先日の全国英語教育学会で私は教師の実践ナラティブについての理論的な考察を発表しましたが、この学会では、私の他にも何人かの方がナラティブ関係の発表をしておりました。特にポスター発表で多かったので、私はその発表者およびその聴衆で教師ナラティブを経験した方々に、私の発表で芽生えてきた問題意識に基づく質問を重ねました。そうしますとやはり予想通りというか、予想以上に面白い応答が聞けて非常に興味深かったです。


典型的な応答をいくつか書いておきますと、

・書くということは、自分と向き合うこと。最初の内はリフレクションを書けないのは、時間がないからだと思っていたが、実は自分を見つめて、ありのままの自分を認めようとすることが怖かったから。

・「自分はできない」で逃げてごまかしていた。

・理論が助けてくれると思い、大学院に行ったが、自分が気づかないと自らの実践は変わらないことがわかった。
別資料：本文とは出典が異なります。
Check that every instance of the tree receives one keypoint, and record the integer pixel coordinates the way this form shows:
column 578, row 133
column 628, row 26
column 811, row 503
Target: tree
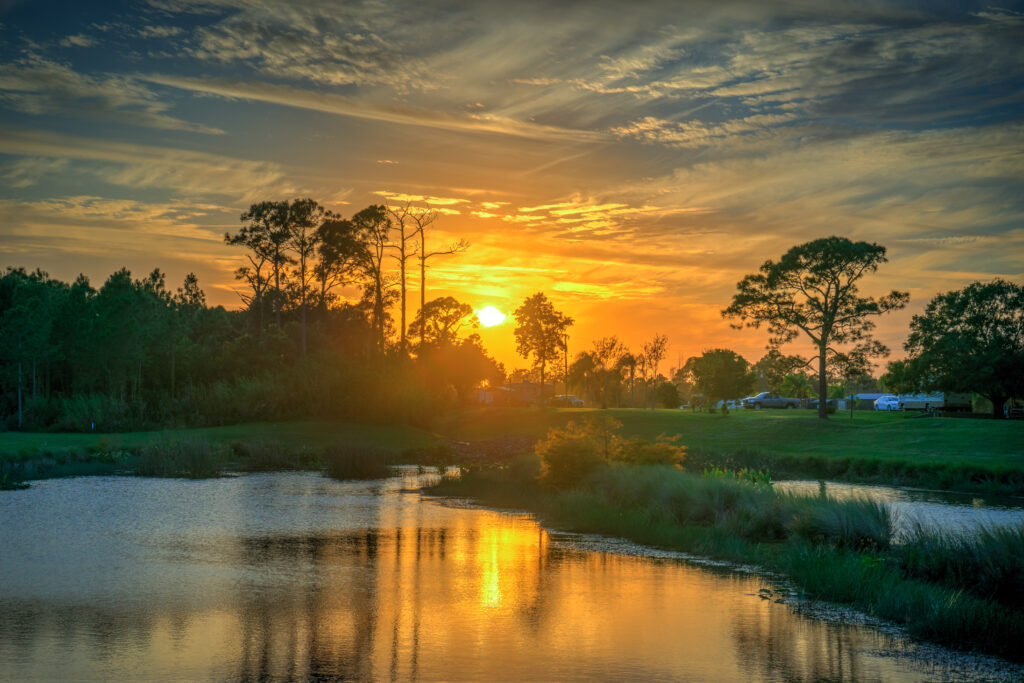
column 439, row 321
column 652, row 354
column 813, row 290
column 971, row 340
column 341, row 246
column 424, row 219
column 719, row 375
column 796, row 385
column 628, row 360
column 301, row 220
column 773, row 368
column 265, row 235
column 374, row 223
column 539, row 331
・実際に書いてみたら、驚くほどに書けなかった。授業中に様々なことが起こっているはずなのに具体的なことが書けない。生徒を見ている「つもり」だったことに気づいた。

・気づくということは生徒が見えるようになるということ。

・ジャーナルを英語で書く事で二重の意味で対象化ができる。つまり実践を振り返って日本語で表現することで、自らの実践を言語の形で対象化(第一次対象化)ができるが、日本語で書くとついつい感情的な表現(例「がっかりした」)などに引きずられてしまう。その点、英語で書くと、まずは頭の中で日本語を浮かべたとしてもそれを英語にしようとする時、その日本語表現で自分は何を感じているのか・何を言いたいのかを再検討しさらに自分の実践を対象化できる(第二次対象化)。こうすることで「生の自分」とうまく距離を取り、より十分に自分を観察できるように思う。また英語でジャーナルを書き続けることで、英語教師としての自覚と自信にもつながるように思う。



自分の研究の一つのアプローチとして、実践者の話を丁寧に聞くということを充実させてゆきたいと思います。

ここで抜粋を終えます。